More on the Virginia primary ballot fiasco – Update
It seems that the plot is thickening in my home state of Virginia where five of the major GOP candidates have been excluded from the primary ballot due to a lack of valid petition signatures. Many have been asking how these campaigns could be so ill-prepared in gaining ballot access in a state which holds 10% of the Super Tuesday delegates. With some further digging, it appears we’re now getting answers as to why only Ron Paul and Mitt Romney made the cut and will appear on the March 6 Virgnia primary ballot.
The simple explanation for the disqualification of Rick Perry and Newt Gingrich has to do with a rule change in October 2011 by the Republican Party of Virginia. Michele Bachmann, Rick Santorum and Jon Huntsman all fell short of the 10,000 required signatures so they likely would have been denied ballot access regardless of the rule change.
The report from Big Government:
What has not been reported is that in the only other presidential primaries in which Virginia required 10,000 signatures (2000, 2004, and 2008) the signatures were not checked. Any candidate who submitted at least 10,000 raw signatures was put on the ballot. In 2000, five Republicans qualified: George Bush, John McCain, Alan Keyes, Gary Bauer, and Steve Forbes. In 2004 there was no Republican primary in Virginia. In 2008, seven Republicans qualified: John McCain, Mike Huckabee, Mitt Romney, Ron Paul, Rudy Giuliani, Fred Thompson, and Alan Keyes.
The only reason the Virginia Republican Party checked the signatures for validity for the current primary is that in October 2011, an independent candidate for the legislature, Michael Osborne, sued the Virginia Republican Party because it did not check petitions for its own members, when they submitted primary petitions. Osborne had no trouble getting the needed 125 valid signatures for his own independent candidacy, but he charged that his Republican opponent’s primary petition had never been checked, and that if it had been, that opponent would not have qualified.
The lawsuit, Osborne v Boyles, cl 11-520-00, was filed in Bristol County Circuit Court. It was filed too late to be heard before the election, but is still pending. The effect of the lawsuit was to persuade the Republican Party to start checking petitions. If the Republican Party had not changed that policy, Newt Gingrich and Rick Perry would be on the 2012 ballot.
The bold emphasis was added by me. In 2000 and 2008, stunningly, there was no checking of the 10,000 required signatures which meant anyone who turned in 10,000 signatures was granted ballot access regardless of whether how many might have been duplicates or from non-registered Virginia voters.
As a result, Rick Perry has decided to bring this issue to Federal Court launching a lawsuit today. Report from Fox News:
Texas Gov. Rick Perry’s campaign announced Tuesday it will file a lawsuit in an attempt to get on the ballot for Virginia’s Republican presidential primary.

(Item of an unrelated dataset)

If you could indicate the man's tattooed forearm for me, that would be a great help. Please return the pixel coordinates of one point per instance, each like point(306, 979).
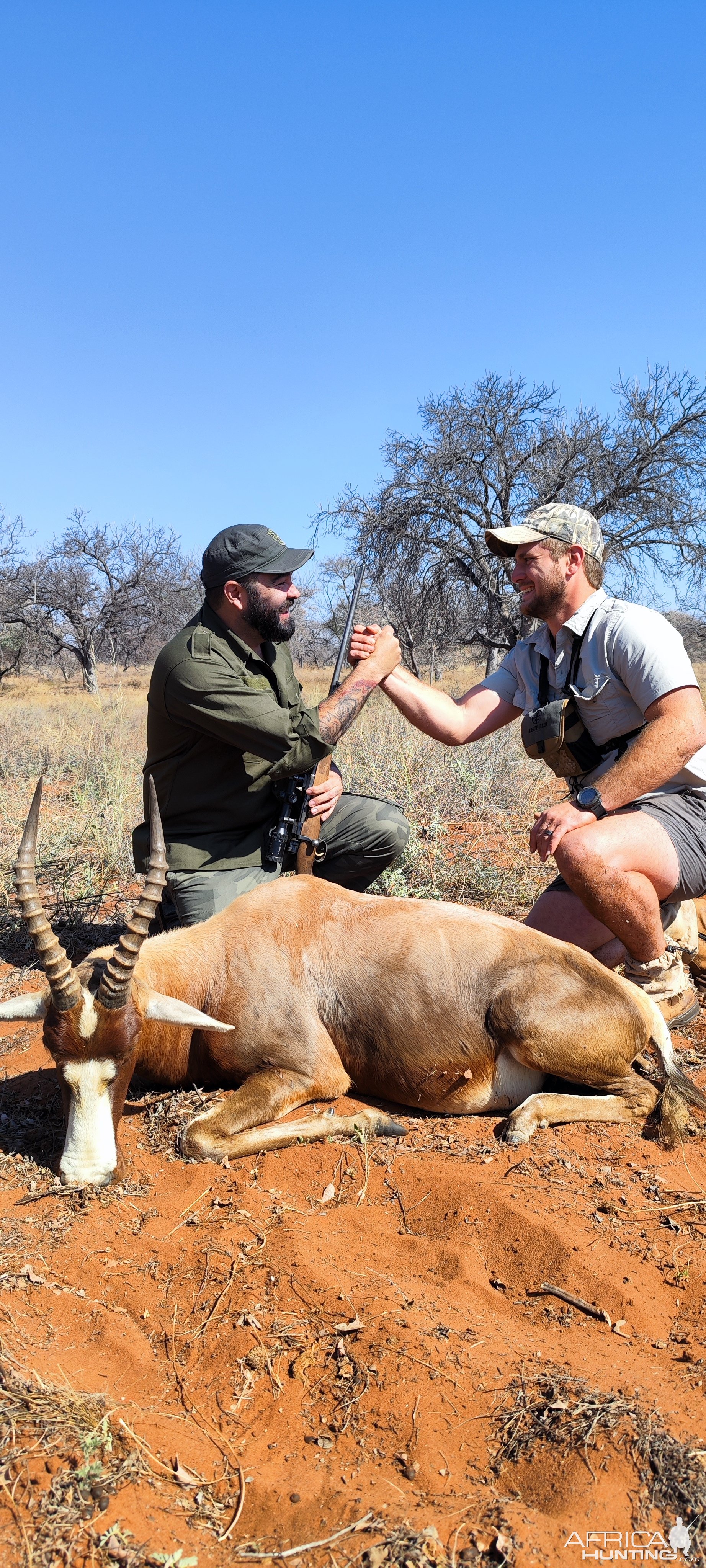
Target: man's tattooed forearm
point(340, 711)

Perry failed to qualify for the ballot after the Republican Party of Virginia said his campaign had not filed the required 10,000 signatures.
“Virginia ballot access rules are among the most onerous and are particularly problematic in a multi-candidate election,” Perry campaign communications director Ray Sullivan said in a statement published by National Journal.

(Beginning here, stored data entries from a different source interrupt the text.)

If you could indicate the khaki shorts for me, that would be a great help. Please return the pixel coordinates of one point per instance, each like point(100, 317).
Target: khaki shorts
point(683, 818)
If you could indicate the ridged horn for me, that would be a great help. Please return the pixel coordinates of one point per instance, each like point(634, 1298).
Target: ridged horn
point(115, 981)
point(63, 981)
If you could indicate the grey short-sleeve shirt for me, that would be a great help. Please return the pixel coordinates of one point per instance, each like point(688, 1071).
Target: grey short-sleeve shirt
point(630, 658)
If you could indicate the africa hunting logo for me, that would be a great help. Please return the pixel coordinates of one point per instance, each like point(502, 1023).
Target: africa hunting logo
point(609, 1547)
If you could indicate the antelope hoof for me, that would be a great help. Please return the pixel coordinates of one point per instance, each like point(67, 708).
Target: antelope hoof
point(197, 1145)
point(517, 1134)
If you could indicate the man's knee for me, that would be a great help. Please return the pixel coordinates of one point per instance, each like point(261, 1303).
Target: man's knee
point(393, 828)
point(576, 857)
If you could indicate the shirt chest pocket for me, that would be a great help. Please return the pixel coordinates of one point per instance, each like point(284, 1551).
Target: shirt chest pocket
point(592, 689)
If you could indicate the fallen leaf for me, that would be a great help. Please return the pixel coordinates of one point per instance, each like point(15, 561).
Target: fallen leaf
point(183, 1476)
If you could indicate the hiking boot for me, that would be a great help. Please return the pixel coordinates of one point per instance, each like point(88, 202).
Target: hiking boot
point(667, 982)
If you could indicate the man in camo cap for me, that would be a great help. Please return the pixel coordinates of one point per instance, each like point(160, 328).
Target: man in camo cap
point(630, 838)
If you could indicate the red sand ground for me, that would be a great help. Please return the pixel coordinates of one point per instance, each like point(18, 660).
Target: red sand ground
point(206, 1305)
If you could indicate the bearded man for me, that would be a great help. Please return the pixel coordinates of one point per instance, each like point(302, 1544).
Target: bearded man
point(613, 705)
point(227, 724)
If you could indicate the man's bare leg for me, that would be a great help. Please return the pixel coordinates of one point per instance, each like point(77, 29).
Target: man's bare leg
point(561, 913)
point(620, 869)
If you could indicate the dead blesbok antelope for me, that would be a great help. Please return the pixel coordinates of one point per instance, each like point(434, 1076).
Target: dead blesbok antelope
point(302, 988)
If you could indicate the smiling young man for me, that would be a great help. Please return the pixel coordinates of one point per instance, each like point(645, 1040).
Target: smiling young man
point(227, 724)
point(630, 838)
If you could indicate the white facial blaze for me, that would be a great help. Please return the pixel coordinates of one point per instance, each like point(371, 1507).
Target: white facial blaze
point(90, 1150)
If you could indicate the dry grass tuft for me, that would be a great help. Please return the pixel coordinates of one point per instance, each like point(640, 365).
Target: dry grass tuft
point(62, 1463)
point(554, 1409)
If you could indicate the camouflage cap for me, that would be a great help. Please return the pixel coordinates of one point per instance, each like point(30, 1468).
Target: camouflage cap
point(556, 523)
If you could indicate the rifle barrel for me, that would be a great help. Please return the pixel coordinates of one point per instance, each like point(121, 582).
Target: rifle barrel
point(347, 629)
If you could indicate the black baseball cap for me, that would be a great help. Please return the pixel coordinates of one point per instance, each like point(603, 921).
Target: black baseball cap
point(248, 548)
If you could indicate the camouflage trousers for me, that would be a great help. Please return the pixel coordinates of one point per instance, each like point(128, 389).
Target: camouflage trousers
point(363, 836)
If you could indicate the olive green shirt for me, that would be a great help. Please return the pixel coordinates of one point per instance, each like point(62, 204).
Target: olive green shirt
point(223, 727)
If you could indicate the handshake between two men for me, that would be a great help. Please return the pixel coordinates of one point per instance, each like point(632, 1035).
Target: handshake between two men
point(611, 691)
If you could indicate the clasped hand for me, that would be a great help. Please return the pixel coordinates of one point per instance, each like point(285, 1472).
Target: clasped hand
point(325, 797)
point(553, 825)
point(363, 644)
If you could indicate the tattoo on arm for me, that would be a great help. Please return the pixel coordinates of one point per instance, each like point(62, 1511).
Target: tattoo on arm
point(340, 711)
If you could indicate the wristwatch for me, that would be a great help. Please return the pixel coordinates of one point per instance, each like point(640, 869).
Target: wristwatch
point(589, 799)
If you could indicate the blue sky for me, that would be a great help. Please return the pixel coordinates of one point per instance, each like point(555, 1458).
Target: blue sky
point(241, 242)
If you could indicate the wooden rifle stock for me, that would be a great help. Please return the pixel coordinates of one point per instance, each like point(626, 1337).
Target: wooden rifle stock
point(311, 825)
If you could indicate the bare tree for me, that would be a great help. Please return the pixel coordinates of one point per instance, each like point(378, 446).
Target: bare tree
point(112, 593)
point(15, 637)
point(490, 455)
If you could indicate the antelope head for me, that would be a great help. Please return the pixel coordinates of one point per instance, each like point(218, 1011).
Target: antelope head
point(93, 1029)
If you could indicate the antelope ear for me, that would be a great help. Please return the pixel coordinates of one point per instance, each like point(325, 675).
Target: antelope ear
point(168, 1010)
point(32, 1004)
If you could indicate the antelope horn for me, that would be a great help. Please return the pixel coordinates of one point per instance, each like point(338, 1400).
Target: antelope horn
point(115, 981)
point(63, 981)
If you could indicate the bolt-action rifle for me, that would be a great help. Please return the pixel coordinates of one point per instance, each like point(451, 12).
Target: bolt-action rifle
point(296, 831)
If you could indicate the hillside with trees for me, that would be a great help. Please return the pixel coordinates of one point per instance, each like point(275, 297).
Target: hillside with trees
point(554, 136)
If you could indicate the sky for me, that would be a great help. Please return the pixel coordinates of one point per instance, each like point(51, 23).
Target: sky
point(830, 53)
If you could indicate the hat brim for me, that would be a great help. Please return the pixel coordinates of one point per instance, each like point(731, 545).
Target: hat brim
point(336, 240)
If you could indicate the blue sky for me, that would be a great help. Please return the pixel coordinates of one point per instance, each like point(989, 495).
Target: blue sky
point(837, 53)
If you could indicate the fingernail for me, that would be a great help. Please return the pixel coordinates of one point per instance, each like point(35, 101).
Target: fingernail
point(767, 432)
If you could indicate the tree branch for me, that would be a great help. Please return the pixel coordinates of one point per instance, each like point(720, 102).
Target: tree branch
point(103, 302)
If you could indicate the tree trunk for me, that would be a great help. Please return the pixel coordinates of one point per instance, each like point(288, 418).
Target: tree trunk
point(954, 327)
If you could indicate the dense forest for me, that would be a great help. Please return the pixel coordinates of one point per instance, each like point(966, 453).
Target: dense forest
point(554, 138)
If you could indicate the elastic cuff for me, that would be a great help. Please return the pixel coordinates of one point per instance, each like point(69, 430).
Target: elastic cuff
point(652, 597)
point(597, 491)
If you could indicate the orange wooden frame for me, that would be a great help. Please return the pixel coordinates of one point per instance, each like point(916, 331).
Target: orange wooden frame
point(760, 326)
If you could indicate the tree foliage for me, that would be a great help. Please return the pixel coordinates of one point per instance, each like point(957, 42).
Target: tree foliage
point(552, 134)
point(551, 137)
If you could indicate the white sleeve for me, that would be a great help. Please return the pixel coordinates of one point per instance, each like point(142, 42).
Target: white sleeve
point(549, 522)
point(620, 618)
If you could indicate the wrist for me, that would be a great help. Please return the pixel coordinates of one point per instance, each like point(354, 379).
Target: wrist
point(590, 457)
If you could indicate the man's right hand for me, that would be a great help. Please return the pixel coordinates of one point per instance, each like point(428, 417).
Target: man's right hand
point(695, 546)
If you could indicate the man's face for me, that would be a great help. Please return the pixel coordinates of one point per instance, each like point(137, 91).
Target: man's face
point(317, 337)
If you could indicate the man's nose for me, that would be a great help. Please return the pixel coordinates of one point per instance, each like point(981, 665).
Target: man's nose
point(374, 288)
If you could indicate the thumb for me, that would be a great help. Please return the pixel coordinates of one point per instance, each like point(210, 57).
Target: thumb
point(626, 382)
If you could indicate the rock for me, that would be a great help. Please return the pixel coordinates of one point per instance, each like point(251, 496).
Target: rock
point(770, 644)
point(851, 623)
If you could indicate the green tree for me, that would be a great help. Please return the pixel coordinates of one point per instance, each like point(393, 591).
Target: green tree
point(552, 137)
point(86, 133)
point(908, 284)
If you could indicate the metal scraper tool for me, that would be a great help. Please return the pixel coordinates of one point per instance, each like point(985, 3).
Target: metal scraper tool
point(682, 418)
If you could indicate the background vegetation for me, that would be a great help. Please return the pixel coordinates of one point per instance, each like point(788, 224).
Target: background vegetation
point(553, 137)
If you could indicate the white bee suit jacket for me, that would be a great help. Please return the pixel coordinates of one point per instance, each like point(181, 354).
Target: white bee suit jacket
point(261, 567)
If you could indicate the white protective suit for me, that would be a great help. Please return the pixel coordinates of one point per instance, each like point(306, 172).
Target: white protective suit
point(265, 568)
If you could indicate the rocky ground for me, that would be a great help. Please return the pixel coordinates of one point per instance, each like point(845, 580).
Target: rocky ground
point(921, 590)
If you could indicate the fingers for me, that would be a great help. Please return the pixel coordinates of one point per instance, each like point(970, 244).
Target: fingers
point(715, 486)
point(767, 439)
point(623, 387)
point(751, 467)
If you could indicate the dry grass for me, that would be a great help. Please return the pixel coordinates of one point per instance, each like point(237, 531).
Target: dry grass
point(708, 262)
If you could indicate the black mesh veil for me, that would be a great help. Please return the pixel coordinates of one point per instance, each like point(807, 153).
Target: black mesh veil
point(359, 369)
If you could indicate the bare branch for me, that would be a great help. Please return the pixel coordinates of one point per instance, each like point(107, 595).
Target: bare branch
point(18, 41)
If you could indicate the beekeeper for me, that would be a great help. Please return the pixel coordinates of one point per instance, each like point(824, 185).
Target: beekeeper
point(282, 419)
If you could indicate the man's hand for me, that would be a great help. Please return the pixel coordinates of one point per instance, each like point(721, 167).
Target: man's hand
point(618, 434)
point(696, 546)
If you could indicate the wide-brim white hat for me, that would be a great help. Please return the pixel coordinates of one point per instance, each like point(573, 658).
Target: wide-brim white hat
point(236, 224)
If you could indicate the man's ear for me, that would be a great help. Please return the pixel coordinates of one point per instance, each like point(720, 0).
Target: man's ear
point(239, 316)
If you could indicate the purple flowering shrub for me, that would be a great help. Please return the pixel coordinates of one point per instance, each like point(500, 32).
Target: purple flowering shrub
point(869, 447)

“We believe that the Virginia provisions unconstitutionally restrict the rights of candidates and voters by severely restricting access to the ballot, and we hope to have those provisions overturned or modified to provide greater ballot access to Virginia voters and the candidates seeking to earn their support.”
The state requires candidates to submit petitions with 10,000 signatures from registered Virginia voters with 400 signatures from voters in each of its eleven congressional districts.
Perry’s campaign said it submitted 11,911 signatures for verification.
In the statement announcing the legal challenge, Perry’s campaign said only 119,034 Virginians voted in the 2008 Republican primary, making the requirement of 10,000 signatures “unrealistic and onerous.”
I highly doubt Perry’s lawsuit will gain anything prior to the March 6, 2012 primary date, however, he might succeed in bringing the issue to light and possibly forcing some kind of change down the road. Though for a candidate who champions states’ rights, a lawsuit in Federal Court to change state primary rules might not lend itself to that position.
It now appears that campaigns were given ample notice of the requirements to gain access to the Virginia primary ballot. See this notice from the Virginia State Board of Elections which clearly lays out the following regarding petition signature guidelines. Apparently the campaigns knew as early as March 2011 of these requirements.
Must be signed by not less than 10,000 qualified voters in Virginia, including at least 400 qualified voters from each of Virginia=s eleven congressional districts, who attest that they intend to participate in the primary of the same political party as the candidate named on the petition.
Because many people who are not registered to vote will sign a petition, it is recommended that 15,000 – 20,000 signatures be obtained with at least 700 signatures from each congressional district.
The 10,000 signature requirement comes directly from Virginia law in subsection 24.2-506.